Er saß im Keller des Gebäudes zwischen den Kisten und las in seiner Pause ein Buch .

Im ersten Beispiel sind die Präpositionalobjekte „Pol“ und „Reifen“. Im zweiten Beispiel sind die Präpositionalobjekte „Keller“, „Gebäude“, „Kisten“ und „Bruch“.
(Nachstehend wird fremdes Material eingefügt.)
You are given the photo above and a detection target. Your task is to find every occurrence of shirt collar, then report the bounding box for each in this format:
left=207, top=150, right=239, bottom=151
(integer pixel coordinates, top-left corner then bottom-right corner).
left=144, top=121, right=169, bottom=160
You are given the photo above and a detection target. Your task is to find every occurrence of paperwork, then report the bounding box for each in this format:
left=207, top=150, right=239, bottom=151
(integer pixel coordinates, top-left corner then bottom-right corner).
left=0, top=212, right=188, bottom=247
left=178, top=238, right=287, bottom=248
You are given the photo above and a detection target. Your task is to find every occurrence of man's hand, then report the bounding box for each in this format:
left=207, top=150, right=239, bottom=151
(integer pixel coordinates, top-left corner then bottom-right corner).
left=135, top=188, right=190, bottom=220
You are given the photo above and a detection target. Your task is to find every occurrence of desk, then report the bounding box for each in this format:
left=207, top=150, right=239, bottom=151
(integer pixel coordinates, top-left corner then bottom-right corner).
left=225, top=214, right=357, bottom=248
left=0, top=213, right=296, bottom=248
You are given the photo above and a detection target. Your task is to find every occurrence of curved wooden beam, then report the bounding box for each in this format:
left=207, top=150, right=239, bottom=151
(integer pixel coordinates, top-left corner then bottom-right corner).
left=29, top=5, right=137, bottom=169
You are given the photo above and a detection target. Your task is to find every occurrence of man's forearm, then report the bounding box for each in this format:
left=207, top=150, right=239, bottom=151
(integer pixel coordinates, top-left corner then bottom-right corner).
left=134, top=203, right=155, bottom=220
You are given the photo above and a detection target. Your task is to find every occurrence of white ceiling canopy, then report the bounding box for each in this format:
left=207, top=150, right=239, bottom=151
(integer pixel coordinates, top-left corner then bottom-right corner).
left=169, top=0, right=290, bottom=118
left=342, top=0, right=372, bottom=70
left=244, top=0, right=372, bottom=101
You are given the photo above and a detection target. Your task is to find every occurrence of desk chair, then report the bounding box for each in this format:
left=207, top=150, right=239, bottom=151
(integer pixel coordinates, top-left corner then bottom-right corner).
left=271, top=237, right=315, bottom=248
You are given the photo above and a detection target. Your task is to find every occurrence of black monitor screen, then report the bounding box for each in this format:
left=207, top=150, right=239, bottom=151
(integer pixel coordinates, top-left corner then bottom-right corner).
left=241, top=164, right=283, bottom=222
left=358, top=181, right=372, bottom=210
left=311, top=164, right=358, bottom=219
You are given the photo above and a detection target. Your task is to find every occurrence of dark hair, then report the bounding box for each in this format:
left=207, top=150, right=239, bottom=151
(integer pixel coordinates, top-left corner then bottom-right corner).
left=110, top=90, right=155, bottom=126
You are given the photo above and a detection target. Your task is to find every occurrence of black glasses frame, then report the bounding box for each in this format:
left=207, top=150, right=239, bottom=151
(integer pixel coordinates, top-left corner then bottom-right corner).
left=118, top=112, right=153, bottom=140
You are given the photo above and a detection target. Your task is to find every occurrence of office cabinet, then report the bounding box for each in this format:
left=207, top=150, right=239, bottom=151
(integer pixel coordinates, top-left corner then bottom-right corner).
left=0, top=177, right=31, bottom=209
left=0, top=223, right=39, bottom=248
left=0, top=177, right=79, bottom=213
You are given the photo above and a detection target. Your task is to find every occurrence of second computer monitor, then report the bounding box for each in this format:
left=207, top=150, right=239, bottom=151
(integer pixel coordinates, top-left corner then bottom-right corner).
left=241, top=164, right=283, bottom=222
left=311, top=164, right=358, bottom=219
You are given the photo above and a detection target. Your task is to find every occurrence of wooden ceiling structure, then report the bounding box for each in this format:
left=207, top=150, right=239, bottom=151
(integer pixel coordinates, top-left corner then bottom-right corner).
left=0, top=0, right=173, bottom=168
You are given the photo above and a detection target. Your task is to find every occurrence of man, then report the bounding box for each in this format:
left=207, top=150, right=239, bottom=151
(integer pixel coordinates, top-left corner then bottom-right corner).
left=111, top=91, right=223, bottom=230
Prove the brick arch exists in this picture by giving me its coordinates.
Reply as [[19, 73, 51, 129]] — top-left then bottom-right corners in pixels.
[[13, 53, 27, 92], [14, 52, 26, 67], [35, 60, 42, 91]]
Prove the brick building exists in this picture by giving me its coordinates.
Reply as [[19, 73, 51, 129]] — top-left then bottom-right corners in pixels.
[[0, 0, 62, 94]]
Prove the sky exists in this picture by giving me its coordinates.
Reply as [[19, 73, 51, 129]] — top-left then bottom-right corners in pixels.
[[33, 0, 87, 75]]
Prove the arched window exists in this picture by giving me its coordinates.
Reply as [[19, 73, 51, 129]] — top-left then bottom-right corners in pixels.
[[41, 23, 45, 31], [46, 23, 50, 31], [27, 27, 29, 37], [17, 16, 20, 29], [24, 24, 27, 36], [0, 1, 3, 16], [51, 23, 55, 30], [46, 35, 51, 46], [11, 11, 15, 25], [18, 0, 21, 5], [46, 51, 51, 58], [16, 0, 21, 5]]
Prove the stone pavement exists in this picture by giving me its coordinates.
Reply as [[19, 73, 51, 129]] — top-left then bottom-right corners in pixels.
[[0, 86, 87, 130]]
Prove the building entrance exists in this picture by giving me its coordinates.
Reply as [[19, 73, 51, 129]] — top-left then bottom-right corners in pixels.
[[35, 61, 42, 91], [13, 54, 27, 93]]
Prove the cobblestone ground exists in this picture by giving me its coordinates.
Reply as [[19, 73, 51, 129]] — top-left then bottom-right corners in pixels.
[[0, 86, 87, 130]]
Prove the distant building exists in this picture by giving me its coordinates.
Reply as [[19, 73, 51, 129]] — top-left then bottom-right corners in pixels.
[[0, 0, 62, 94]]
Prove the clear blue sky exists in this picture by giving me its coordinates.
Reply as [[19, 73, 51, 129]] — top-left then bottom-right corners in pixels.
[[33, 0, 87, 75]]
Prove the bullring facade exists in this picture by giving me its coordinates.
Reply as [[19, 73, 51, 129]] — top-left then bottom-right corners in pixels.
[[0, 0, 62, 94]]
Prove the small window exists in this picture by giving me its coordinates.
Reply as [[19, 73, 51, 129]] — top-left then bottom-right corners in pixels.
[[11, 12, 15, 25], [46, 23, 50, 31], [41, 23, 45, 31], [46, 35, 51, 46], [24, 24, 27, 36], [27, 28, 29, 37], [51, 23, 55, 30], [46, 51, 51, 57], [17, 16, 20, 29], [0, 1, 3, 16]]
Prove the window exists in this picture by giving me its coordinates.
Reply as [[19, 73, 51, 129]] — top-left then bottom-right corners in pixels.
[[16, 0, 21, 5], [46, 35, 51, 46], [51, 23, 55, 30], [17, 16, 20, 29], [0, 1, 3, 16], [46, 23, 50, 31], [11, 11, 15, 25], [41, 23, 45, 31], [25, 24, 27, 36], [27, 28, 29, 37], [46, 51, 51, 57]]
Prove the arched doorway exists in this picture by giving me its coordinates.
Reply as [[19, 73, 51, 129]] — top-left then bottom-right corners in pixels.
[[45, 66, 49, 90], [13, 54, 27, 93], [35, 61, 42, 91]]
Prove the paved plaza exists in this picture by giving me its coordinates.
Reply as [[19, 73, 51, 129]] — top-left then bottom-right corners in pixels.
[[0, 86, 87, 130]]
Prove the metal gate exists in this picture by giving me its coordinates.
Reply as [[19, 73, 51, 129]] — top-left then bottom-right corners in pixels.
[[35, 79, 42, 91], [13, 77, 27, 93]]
Präpositionale Objekte erhalten wie direkte Objekte die Aktion des Subjekts in den Sätzen, benötigen jedoch eine Präposition, damit der Satz Sinn ergibt. Das Erkennen von Präpositionen ist wichtig, da die Leser verwirrt werden können, wenn Sie die falsche verwenden. Überlegen Sie, wie seltsam der zweite Satz klingen würde , wenn es begann : „Er setzte sich auf den Keller …“

Transitive Verben benötigen auch ein Objekt, damit sie Sinn ergeben. Es gibt drei Arten von transitiven Verben. Monotransitive Verben haben ein direktes Objekt, während ditransitive Verben ein direktes Objekt und ein indirektes Objekt haben. Komplex-transitive Verben haben ein direktes Objekt und ein Objektattribut. Zum Beispiel:

  • Monotransitiv : Bob hat ein Auto gekauft . (Das direkte Objekt ist „Auto“.)
  • Ditransitiv : Bob hat mir die Schlüssel für sein neues Auto gegeben. (Das indirekte Objekt ist „ich“; das direkte Objekt ist „Schlüssel“.)
  • Komplex-transitiv : Ich hörte  ihn schreien . (Das direkte Objekt ist „er“; das Objektattribut ist „schreien“.)

Intransitive Verben benötigen dagegen kein Objekt, um ihre Bedeutung zu vervollständigen.